IN CONVERSATION: IEX switches to a rules-based structure with new Signal model

In April, Investors Exchange (IEX Exchange) rolled out the latest version (V6) of its unique predictive price model, Signal. With the latest iteration finally providing the exchange with enough data to analyse the effect of the Signal V6 on D-Peg and P-Peg orders, the firm spoke exclusively to BEST EXECUTION about how V6 ‘learns’ from the market, why transparency is key and how things have changed since the last update.

Designed to predict more price changes than V5, which hit the market in 2018, IEX Exchange says V6 enhances performance for pegged orders on the firm’s exchange, by looking at both size and number of venues (rather than just venues), and factors in the addition of three new US equities exchanges – MEMX, MIAX and Nasdaq PSX.

Matt Weinberg, head of business development, IEX.

“V6 is more rules-based, a series of decision trees. There are nine rules and any one of the nine rules can turn on the Signal. It is what we call a crumbling quote indicator,” Matt Weinberg, head of business development at IEX Exchange, told Best Execution.  

V6, thanks to its rules-based structure, constantly evaluates the effectiveness of each of the rules per symbol, explained head of business analytics Sam Stevens. If the Signal determines that based on recent historical accuracy that one of the rules is not performing or predicting effectively, it will automatically turn that rule ‘off’.

“The model is, in some sense, designed to be learning in a predefined way that everyone can follow and understand,” Stevens added. Likewise, if that rule starts to become effective again, it can be turned back on.

“The sort of conditions in the morning when spreads are wider and markets are moving a lot more might be different in terms of predicting crumbling quotes than at the end of the day, when there’s a lot more liquidity and tighter spreads,” Stevens said.

The firm’s crumbling quote indicator is a proprietary statistical predictive model that targets adverse price changes and powers IEX Exchange’s signature protective order types, including D-Peg and P-Peg, to react “advantageously” to unstable market conditions.

Originally built using standard logistic regression (V6 has now shifted to a rules-based model) and designed to forecast imminent adverse national best bid and offer (NBBO) price changes, the Signal has been operational since 2014.

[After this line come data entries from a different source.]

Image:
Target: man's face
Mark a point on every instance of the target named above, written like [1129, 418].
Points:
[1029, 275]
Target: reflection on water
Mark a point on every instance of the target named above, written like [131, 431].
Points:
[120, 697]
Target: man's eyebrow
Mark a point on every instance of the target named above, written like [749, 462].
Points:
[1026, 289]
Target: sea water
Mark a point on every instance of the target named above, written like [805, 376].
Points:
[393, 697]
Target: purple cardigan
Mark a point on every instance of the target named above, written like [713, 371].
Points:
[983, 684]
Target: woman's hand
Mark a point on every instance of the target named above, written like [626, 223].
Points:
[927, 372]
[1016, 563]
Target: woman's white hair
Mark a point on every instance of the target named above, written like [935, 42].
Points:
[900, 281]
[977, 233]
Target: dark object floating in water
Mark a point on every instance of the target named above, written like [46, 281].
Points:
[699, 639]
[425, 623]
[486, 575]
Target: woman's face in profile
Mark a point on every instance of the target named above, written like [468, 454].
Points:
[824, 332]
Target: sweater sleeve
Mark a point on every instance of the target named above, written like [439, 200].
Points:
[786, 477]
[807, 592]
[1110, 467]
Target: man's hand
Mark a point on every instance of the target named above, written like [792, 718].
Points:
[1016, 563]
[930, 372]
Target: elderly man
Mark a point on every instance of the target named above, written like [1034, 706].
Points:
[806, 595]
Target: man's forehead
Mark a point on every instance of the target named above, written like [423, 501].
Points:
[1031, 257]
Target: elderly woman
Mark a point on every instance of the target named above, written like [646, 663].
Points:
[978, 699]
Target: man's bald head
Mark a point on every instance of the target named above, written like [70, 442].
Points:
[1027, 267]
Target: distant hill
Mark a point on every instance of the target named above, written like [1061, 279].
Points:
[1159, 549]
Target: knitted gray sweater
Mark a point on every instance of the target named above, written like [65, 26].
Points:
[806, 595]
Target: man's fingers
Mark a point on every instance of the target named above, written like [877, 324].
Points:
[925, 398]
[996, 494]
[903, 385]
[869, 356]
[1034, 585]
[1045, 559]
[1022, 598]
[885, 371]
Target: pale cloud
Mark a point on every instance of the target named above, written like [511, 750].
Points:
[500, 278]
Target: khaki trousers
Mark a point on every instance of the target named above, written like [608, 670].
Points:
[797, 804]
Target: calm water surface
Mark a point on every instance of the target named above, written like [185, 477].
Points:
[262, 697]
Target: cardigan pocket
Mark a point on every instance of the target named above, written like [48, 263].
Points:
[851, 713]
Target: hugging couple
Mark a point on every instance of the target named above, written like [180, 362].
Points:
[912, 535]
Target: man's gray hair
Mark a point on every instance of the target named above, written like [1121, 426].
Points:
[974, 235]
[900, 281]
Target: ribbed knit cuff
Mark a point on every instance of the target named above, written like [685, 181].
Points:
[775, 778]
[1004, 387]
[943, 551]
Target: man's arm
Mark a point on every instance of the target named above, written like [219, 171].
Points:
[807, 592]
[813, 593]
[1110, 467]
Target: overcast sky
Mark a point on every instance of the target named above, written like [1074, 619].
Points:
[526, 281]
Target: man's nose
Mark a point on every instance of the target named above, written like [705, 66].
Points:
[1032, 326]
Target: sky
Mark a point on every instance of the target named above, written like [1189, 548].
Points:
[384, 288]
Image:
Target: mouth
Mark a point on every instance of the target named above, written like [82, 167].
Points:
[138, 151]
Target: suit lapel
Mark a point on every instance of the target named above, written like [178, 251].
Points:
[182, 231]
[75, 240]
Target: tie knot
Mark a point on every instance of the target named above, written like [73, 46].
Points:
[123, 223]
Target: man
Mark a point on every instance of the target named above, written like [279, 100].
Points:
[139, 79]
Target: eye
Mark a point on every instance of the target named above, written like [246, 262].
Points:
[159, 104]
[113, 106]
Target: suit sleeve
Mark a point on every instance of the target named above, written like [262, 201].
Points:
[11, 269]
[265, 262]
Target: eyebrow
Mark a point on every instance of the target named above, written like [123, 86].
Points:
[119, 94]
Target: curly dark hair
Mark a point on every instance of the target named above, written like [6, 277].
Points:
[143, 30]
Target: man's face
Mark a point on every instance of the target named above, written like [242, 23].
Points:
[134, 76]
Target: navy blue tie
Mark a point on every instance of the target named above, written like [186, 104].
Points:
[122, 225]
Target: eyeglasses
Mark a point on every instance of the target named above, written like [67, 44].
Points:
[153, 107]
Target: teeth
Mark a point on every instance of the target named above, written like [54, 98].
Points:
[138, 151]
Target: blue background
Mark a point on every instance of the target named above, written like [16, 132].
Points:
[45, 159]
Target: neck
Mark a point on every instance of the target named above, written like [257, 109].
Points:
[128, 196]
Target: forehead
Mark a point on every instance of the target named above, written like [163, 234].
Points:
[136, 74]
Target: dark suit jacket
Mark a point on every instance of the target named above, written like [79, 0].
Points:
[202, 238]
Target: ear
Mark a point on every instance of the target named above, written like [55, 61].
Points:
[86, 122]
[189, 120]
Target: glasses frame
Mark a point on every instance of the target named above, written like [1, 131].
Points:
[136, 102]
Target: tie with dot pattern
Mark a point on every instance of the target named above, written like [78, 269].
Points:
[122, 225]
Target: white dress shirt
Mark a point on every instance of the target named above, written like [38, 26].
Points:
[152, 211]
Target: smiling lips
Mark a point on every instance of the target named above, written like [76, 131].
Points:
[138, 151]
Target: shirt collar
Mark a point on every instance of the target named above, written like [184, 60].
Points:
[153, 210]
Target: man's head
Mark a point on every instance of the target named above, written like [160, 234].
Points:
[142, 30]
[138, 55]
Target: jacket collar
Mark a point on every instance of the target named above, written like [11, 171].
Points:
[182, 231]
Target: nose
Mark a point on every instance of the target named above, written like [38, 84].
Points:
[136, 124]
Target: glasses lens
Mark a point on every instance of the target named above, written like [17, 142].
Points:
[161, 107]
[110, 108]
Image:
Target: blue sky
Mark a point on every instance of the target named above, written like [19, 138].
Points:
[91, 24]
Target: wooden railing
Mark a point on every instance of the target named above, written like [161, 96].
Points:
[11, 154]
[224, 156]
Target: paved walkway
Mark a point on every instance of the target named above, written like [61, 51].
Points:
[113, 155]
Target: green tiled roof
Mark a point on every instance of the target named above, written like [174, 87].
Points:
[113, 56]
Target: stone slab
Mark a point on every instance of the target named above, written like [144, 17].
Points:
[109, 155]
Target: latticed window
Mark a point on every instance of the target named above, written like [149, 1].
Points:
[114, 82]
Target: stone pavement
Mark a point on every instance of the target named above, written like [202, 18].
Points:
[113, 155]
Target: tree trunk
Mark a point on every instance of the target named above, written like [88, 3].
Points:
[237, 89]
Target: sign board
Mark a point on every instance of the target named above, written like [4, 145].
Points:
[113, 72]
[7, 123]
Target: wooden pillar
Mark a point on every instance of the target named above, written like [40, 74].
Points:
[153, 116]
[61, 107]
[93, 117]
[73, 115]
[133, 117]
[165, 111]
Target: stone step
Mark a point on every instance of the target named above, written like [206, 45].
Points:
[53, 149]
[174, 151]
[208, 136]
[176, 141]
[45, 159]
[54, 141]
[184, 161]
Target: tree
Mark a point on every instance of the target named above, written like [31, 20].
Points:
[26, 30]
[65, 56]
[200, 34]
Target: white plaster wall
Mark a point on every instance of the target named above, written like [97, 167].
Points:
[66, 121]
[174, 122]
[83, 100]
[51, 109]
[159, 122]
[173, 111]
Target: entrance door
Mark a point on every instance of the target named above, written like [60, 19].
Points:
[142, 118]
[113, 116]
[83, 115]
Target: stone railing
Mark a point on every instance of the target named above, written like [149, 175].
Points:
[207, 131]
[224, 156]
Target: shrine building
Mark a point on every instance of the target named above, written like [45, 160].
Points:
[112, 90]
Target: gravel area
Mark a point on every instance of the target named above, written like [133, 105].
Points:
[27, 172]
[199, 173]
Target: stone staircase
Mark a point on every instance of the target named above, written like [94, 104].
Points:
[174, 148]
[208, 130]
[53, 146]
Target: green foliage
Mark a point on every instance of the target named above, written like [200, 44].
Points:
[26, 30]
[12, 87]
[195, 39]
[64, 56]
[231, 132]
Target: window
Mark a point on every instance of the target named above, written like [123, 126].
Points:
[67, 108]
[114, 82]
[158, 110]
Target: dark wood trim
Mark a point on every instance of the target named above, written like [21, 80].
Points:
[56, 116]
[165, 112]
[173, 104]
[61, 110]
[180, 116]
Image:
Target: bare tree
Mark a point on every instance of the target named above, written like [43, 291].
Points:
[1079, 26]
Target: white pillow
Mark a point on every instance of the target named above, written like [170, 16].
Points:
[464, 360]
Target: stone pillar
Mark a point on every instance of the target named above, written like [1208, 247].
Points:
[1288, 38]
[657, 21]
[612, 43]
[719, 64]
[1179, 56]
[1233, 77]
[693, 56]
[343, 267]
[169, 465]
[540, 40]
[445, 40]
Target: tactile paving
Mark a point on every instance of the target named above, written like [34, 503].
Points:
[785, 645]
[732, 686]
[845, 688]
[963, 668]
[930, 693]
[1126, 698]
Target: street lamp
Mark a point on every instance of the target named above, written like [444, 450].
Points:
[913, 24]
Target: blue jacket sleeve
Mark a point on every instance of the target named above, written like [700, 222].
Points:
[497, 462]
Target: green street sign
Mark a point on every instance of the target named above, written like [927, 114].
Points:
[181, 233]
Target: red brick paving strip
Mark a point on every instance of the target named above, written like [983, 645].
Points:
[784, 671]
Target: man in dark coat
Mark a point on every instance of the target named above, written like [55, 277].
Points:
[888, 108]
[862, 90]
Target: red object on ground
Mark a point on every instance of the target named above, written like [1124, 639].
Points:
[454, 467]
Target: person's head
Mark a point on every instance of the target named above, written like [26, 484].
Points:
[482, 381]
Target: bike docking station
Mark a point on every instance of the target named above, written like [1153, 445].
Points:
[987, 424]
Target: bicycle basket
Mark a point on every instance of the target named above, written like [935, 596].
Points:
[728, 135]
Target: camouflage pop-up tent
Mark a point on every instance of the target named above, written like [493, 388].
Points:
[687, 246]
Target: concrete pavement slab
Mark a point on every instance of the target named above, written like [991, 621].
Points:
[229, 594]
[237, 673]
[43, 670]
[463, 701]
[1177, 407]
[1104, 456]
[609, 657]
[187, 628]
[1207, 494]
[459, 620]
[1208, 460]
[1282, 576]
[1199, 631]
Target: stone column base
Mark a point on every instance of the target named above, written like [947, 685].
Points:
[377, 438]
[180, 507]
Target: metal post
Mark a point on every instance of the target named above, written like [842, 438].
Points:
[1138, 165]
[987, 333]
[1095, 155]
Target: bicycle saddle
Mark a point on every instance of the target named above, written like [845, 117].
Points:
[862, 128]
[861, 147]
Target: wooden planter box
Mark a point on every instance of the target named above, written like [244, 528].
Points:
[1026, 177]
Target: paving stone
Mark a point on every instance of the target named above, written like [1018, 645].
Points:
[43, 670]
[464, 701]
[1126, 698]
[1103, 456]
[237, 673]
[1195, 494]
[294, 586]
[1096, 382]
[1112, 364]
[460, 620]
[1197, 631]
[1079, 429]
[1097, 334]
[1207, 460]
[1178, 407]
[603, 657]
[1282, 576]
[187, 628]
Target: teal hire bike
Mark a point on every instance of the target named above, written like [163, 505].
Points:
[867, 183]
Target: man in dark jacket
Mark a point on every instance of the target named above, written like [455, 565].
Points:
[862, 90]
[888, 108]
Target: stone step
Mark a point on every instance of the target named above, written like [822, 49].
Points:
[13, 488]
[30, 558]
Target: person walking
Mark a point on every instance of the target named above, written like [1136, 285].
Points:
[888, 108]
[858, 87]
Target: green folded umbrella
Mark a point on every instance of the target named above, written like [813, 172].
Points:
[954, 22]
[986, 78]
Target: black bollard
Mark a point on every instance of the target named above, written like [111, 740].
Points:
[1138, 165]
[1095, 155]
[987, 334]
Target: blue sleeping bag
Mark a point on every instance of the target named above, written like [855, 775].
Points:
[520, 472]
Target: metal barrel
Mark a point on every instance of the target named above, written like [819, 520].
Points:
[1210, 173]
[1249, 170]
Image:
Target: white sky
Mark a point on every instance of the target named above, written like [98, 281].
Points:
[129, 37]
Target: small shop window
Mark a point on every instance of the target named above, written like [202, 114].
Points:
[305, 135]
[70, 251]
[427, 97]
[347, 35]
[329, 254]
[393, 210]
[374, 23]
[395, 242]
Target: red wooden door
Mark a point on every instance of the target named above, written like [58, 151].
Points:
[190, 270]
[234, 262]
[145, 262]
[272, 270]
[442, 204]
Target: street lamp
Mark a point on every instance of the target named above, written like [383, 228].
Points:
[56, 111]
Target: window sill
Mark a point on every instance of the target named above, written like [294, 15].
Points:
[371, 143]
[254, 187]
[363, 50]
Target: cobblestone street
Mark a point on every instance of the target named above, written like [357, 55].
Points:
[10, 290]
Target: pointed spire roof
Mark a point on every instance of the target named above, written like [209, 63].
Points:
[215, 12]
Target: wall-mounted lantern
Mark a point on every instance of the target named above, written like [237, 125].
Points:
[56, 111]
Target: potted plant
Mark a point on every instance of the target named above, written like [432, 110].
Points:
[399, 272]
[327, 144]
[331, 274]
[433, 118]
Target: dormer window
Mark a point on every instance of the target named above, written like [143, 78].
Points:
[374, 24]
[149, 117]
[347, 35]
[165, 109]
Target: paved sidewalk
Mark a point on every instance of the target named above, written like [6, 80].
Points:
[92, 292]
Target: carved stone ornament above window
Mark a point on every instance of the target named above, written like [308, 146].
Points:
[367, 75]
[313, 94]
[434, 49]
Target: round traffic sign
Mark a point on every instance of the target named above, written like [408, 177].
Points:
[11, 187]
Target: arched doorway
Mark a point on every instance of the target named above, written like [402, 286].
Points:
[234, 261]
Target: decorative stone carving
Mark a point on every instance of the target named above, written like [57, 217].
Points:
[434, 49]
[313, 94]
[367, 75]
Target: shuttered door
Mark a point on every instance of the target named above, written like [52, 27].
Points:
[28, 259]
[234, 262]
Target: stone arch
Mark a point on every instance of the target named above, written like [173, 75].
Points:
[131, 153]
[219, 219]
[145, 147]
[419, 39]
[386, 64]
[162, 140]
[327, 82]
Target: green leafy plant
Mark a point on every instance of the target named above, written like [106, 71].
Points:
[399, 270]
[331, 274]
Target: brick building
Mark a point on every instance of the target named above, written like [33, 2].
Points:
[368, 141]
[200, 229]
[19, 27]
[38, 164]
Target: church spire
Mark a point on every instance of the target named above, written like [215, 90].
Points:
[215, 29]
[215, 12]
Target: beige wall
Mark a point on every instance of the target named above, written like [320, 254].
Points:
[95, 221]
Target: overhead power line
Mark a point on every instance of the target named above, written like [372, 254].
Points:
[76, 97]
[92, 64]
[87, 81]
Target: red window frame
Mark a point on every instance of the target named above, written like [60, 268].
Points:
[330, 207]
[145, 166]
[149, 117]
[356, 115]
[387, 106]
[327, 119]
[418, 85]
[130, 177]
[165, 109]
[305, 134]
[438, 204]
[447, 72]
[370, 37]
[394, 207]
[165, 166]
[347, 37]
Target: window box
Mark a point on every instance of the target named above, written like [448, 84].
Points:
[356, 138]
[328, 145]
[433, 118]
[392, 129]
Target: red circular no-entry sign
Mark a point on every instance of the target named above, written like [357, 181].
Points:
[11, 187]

Stevens said both the former logistic regression model and the new rules-based model are publicly filed with the Securities and Exchange Commission (SEC), so everyone understands what market conditions will turn on the Signal.

Sam Stevens, head of business analytics, IEX.

“It’s one of the reasons it was approved by regulators and it’s something that we really believe in having; a transparent model. We don’t want it to be this ‘black box’ where people don’t know when the Signal is firing and when it isn’t,” Stevens added.

The firm, which launched in 2012 in response to what founders Brad Katsuyama and Ronan Ryan considered the deleterious effects of latency arbitrage, is an exchange with a built-in ‘speed bump’ – a 350 microsecond delay. “That’s about 1/1000 of the time it takes to blink. We’re talking a very, very short time here,” Weinberg said.

This feature – unique at the time of inception but since adopted by other competitors – is designed to protect orders from latency arbitrage strategies by slightly delaying incoming orders from customers so that the stock exchange itself always has the most up-to-date pricing information.  

The only thing that doesn’t go through the speed bump is IEX’s market data, which moves at 66% the speed of light through the fibre optic coil. This information is what IEX Exchange leverages to counter adverse price selection.

“The Signal was introduced because we were able to see aggressive orders coming in right before a quote was about to change,” Weinberg explains.

The firm has updated the Signal five times, the last being in May 2018. Since then, IEX Exchange released D-Limit, a new order type that incorporates the Signal. The firm said market conditions have also changed since 2018, pointing to the rise in retail trading and the surge in volatility during the Covid-19 pandemic, an increase in market volumes and the average number of NBBO quote changes. 

In 2020, IEX Exchange sought approval from the SEC for the D-limit order it introduced that year, which was designed to protect liquidity providers from potential adverse selection resulting from latency arbitrage trading strategies, and to encourage members to submit more displayed limit orders to the exchange. Contested by market maker Citadel Securities, the approval was granted by the SEC in July 2022 which IEX Exchange at the time said was a “huge win for all investors.”